Byakta baru sampai hari ini, sehari sebelum lebaran. Tidak apa-apa, yang paling penting bisa berkumpul bersama keluarga.

"Mau Allahu akbal sana sama Ama loh. Ayah ndak ikut?"

"Ama mana?"

"Dalam sana, baju Koko sama Taya."

Taya mulai berlari kesana kemari, tak bisa diam tentu saja. Ada saja yang dilakukannya sambil menunggu kakeknya.

"Abang sudah pamit?"

"Pamit siapa?"

Taya bingung begitu ditanya seperti itu oleh kakekbnya.

"Pamit sama Ami, Mama, Ayah? Sudah bilang mau lihat orang takbiran?"

Taya menggeleng tanda belum, ia segera saja mencari mama sama neneknya. Kalau sama ayahnya sih nanti saja soalnya kan ayah lagi sama Taya di ruang tamu rumah.

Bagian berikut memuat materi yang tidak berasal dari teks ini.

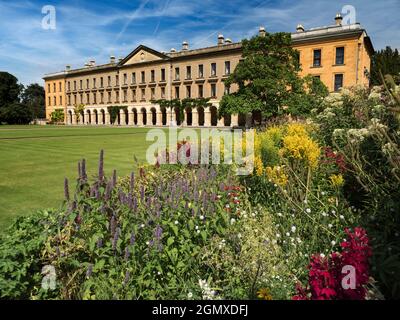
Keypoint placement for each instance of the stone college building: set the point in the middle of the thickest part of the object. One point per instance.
(338, 54)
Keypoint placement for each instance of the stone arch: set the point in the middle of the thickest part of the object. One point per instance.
(103, 116)
(144, 116)
(95, 116)
(89, 117)
(227, 120)
(214, 115)
(153, 120)
(164, 116)
(189, 116)
(256, 117)
(178, 117)
(242, 120)
(200, 114)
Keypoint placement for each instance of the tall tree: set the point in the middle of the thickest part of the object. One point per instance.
(268, 79)
(10, 90)
(34, 98)
(388, 62)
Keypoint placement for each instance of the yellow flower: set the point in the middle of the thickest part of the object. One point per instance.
(298, 145)
(258, 165)
(277, 175)
(264, 294)
(337, 180)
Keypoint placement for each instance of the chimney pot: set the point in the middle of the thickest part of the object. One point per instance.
(220, 39)
(338, 19)
(300, 28)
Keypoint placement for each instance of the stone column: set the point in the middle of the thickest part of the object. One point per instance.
(249, 117)
(140, 118)
(234, 120)
(99, 117)
(168, 115)
(207, 118)
(195, 118)
(131, 119)
(122, 118)
(149, 119)
(108, 120)
(221, 122)
(159, 119)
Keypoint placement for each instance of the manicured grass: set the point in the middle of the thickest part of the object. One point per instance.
(35, 159)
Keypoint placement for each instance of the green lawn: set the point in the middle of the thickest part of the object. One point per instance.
(35, 159)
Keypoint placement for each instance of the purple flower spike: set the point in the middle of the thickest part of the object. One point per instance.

Setelah berhasil pamit ia antusias sekali mengikuti kakeknya.

Mereka pergi menggunakan motor, tentu tak aman. Namun Byakta tak berani melarang karena sungkan dengan mertuanya dan juga tak tega dengan keceriaan putranya.

"Ama apa itu? Wah walna walni.. Bagus... Ama..."

Taya menunjuk antusias kearah kerumuan orang, mereka ada dipinggir jalan, menunggu rombongan yang takbir keliling.

"Itu obor trus ada yang bawa lampu warna warni."

"Lampu apa?"

"Itu yang nyala warna warni, lampu yang nyala kalau gelap."

"Ama ikut sanaa...." ajaknya menarik tangan kakeknya ingin ikut dalam rombongan.

"Lihat dari sini saja yah, kalau ikut nanti motornya hilang nggak ada yang jaga."

Taya jadi dilema, kalau motornya hilang pasti sedih. Taya saja waktu lupa tidy up mainan, ada yang hilang. Rasanya sedih loh. Tapi Taya juga mau ikut rombongan itu.

"Taya mau Allahu akbal Ama, bawa motol aja." tak kehabisan ide. Ia ingin ikut bersama kakeknya dan juga motornya.

"Lihat Bang, nggak ada yang pakai motor. Semua jalan kaki loh. Nonton sini yah, nanti beli lampu warna warni."

Bujukan seperti ini selalu barhasil sih untuk Taya.

"Ama itu apa panas ndak?"

Taya menatap takjub obor menyala dengan besar. Kalau yang lain kecil saja, ini lebih besar.

"Itu obor Bang. Bagus yah.."

"Panas ndak?"

"Panas kalau kena tangan. Harus hati-hati pegangnya."

"Buat lumah satu."

"Abang mau itu?"

Untung saja kakeknya sabar, plus super sayang. Apa saja bakal dituruti.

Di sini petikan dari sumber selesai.